Top India and Pakistan diplomats meet in Bhutan
The heads of the diplomatic services of India and Pakistan have met in Bhutan, in the first high-level talks between the two countries since July.
Indian Foreign Secretary Nirupama Rao met her Pakistani counterpart Salman Bashir on the sidelines of a South Asian regional meeting.
The countries, however, failed to set any dates for resuming peace talks stalled since the 2008 Mumbai attack.
The attacks left 174 people - including nine gunmen - dead.
They soured ties between the neighbours, with India blaming Pakistan-based militant group Lashkar-e-Taiba for the gun and grenade attacks at several locations.
'Useful and frank'
At the meeting in Bhutan's capital Thimphu, India and Pakistan were expected to set a date for a meeting between their foreign ministers, but that did not happen.
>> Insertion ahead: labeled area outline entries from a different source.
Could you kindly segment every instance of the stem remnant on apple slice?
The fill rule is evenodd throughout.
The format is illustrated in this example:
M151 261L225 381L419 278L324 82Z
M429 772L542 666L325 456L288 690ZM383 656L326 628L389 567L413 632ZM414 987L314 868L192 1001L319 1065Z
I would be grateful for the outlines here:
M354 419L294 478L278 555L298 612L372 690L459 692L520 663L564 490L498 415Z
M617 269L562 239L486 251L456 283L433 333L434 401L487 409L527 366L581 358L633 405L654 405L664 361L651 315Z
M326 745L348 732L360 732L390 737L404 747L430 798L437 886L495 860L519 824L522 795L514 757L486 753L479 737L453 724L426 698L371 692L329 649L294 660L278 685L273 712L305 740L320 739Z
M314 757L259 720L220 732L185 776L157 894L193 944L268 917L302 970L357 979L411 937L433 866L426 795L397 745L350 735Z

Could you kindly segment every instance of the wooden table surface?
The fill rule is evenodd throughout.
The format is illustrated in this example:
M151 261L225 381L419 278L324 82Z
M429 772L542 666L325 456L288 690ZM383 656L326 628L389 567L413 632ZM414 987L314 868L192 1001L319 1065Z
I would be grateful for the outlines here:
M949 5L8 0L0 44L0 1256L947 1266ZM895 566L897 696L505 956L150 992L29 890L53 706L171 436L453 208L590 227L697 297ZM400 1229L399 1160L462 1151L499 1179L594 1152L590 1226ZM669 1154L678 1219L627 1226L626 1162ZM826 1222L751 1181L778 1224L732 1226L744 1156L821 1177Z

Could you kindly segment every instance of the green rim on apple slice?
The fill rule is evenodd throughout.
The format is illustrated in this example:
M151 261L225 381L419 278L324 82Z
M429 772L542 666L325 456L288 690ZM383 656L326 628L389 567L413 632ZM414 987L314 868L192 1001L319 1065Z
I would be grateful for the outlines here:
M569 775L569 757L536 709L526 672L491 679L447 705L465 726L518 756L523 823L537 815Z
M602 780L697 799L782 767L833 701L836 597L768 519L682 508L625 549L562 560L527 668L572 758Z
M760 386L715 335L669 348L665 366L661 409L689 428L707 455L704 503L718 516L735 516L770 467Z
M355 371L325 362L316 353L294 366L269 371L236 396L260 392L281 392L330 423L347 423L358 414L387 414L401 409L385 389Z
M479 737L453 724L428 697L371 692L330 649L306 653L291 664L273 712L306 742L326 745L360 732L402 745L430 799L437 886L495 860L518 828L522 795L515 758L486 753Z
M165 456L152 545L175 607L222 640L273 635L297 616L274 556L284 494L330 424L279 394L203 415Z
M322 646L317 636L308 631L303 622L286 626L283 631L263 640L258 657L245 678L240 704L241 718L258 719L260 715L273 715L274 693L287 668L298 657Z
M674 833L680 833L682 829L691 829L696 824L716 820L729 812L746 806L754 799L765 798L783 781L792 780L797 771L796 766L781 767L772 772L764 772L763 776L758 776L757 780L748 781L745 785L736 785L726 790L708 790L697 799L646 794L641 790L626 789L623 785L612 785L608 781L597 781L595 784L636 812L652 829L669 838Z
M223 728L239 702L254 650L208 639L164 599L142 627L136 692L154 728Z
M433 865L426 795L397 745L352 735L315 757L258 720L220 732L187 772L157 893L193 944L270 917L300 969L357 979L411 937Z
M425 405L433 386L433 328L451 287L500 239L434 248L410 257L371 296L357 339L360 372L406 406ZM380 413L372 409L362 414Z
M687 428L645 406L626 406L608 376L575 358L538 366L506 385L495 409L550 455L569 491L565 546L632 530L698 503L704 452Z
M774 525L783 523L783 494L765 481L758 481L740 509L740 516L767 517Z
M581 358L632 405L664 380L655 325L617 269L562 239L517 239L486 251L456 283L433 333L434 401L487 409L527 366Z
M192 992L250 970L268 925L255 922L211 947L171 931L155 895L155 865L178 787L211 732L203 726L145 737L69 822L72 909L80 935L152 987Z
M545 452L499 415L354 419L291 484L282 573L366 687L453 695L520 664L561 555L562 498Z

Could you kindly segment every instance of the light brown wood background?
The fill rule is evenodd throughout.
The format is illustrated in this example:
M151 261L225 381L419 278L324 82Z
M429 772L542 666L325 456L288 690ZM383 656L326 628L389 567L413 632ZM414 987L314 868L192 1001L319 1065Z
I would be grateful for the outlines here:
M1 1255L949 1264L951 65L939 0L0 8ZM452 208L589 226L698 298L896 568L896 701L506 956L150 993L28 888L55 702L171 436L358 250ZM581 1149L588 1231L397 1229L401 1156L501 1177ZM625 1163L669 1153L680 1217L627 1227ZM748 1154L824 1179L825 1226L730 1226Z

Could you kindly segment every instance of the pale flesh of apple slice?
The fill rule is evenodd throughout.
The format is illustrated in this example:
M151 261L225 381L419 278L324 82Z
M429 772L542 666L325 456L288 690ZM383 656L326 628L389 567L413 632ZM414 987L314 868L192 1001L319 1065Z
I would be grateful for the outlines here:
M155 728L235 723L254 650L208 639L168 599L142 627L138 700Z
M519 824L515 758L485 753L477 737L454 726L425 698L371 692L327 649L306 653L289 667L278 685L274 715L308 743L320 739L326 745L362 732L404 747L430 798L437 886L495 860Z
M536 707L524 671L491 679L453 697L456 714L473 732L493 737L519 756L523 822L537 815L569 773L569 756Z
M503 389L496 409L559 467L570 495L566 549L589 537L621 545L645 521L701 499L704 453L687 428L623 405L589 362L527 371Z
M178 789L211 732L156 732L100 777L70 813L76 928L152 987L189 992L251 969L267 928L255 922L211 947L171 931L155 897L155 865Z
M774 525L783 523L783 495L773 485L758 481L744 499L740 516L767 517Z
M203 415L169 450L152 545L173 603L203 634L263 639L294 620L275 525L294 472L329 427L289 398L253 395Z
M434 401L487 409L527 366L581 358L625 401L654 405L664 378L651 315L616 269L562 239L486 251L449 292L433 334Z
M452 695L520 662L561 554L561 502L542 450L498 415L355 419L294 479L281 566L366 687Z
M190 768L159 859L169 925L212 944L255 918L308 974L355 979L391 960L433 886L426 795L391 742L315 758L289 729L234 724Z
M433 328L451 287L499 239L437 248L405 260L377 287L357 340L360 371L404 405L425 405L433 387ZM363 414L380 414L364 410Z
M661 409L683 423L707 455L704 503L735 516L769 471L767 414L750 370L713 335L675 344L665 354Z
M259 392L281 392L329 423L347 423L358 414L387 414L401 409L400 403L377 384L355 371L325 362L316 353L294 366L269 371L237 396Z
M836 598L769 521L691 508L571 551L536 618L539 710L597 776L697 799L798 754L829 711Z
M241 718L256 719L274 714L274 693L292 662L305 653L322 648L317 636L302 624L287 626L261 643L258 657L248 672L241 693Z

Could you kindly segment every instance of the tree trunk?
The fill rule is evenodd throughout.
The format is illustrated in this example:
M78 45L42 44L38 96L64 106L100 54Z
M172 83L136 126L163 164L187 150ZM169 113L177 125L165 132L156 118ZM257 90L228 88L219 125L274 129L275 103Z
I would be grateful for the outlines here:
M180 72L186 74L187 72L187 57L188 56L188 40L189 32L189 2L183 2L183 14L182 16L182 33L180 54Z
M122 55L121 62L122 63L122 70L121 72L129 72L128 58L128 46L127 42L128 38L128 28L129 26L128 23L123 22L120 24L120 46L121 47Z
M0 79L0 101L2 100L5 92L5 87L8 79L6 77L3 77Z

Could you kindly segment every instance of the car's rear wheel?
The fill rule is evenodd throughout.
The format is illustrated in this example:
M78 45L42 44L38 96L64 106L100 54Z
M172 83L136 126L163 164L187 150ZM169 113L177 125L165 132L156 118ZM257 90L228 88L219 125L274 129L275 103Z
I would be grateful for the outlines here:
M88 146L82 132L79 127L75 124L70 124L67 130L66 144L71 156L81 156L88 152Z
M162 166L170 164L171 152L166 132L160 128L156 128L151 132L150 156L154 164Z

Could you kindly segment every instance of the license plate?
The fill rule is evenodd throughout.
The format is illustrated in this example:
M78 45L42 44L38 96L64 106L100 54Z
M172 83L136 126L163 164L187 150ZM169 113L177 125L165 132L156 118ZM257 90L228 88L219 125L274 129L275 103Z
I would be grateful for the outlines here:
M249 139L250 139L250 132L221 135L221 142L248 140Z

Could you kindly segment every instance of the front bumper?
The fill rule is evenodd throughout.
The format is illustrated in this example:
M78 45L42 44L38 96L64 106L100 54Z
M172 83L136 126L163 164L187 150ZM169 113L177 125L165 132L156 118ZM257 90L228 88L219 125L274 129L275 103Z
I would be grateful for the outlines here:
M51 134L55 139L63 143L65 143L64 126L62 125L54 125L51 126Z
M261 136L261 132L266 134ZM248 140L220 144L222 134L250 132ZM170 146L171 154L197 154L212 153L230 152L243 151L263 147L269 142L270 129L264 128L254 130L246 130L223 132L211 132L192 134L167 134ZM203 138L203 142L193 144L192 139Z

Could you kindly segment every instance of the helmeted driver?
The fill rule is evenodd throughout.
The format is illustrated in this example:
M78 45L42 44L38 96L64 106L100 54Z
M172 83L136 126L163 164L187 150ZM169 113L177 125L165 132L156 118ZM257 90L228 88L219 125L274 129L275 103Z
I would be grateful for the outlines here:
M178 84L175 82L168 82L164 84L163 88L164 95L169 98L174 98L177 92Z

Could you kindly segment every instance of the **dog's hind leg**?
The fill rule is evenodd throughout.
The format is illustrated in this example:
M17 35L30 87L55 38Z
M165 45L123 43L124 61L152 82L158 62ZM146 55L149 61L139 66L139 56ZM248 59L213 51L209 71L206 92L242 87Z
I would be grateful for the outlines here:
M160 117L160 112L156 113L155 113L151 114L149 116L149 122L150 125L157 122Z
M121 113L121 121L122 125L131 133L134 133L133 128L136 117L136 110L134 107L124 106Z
Ms Rao and Mr Bashir had "useful and frank discussions" on steps needed to resume the dialogue, Vishnu Prakash, spokesman for India's external affairs ministry, said.
The foreign secretaries "agreed on the need for a constant dialogue between India and Pakistan to resolve all outstanding issues", he said.
After initial denials, Pakistan acknowledged that the Mumbai attacks had been partially planned on its territory and that Mohammad Ajmal Amir Qasab, the sole surviving gunman, was one of its citizens.
In 2009, Pakistan charged seven people in connection with the attacks, including the suspected mastermind Zaki-ur-Rehman Lakhvi, who is alleged to head Lashkar-e-Taiba.
Pakistan and India have slowly been improving ties.
But talks between the foreign ministers of India and Pakistan ended in acrimony in Pakistan in July with the two sides indulging in a public spat over the contentious issue of Kashmir.